Avec le temps (et au grand bonheur des communautés francophones dans le ROC), l’article 23 a été interprété comme accordant une autonomie dans la gestion du réseau scolaire minoritaire.

Le juge Blanchard s’est saisi de cette poignée pour exempter les commissions scolaires anglophones de l’application de la loi 21 (interdiction des signes religieux). La Quebec English School Boards Association (QESBA) l’avait plaidé. Il l’a obtenu.

Plusieurs juristes s’inquiètent toutefois de l’interprétation maximaliste de l’article 23.

À QUB radio lundi, le chroniqueur constitutionnel et professeur à l’Université Laval Patrick Taillon dressait une liste d’utilisations de « 23 » allant toujours vers plus d’autonomie au sein du Québec. Taillon lui-même parlait de « partition progressive ».

Le fameux article 23 est invoqué par les organisations anglophones actuellement pour contester la loi 40 sur l’abolition des commissions scolaires (CS), même si celle-ci contient une exception : des élections et des CS ont été maintenues.

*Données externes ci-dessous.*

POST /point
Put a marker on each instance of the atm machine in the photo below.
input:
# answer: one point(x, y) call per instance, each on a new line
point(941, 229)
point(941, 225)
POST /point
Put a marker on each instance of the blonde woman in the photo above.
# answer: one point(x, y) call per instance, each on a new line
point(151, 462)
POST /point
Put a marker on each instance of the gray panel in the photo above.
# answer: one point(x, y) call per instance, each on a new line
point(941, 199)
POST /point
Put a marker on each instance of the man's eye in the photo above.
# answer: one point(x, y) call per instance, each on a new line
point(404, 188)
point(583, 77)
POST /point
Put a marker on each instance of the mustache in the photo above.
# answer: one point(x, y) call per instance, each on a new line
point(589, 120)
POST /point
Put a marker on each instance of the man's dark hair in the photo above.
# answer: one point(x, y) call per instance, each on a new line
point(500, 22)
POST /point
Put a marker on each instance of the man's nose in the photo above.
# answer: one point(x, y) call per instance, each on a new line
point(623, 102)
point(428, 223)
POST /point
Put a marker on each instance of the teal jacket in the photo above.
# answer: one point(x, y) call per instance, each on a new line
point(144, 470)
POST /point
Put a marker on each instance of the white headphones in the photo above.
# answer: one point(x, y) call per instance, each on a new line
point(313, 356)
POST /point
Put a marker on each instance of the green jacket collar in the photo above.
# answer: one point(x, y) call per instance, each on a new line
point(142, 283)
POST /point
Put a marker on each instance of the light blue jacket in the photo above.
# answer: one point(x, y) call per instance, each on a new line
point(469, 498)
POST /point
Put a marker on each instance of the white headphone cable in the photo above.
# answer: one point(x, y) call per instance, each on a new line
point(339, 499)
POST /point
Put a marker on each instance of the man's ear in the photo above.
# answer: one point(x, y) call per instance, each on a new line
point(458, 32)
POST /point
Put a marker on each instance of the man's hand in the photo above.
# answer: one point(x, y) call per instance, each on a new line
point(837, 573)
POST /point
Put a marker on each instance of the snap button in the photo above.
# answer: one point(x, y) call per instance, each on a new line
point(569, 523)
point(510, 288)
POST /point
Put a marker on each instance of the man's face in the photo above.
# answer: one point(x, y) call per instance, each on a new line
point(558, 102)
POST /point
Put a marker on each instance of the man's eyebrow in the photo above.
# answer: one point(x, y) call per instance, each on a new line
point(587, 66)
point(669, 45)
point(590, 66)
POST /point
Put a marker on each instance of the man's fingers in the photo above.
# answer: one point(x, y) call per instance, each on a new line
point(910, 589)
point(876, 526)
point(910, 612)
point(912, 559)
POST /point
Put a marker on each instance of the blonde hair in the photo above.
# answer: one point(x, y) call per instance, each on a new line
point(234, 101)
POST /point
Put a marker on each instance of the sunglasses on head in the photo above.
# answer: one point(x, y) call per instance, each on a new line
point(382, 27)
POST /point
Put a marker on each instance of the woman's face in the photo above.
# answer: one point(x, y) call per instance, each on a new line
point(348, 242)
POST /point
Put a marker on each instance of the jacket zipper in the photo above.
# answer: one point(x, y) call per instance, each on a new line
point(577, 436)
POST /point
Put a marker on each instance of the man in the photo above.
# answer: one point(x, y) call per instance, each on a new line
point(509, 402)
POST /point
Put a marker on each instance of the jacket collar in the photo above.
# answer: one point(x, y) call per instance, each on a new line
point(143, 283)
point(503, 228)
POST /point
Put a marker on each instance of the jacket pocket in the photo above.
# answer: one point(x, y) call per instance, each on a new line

Elles contestent les exigences de représentativité et d’éligibilité pour l’élection des conseils d’administration des CS.

Esprit de retrait

Déjà pendant la pandémie, en mai 2020, les commissions scolaires anglophones ont signalé qu’elles souhaitaient décider elles-mêmes de la date de réouverture de leurs écoles primaires, peu importe l’échéancier fixé par Québec.

Le même esprit de retrait s’était manifesté en 2018 dans le débat sur l’enseignement de l’histoire du Québec.

Enfin, un autre juriste, Pierre Trudel, soulignait cette semaine que 23 pourrait servir à « protéger des mesures liberticides émanant de ces commissions scolaires » comme celles prises par « la Commission scolaire L.B. Pearson d’interdire en tout temps et en toutes circonstances de prononcer ou d’écrire un certain mot que certains ont décrété tabou ».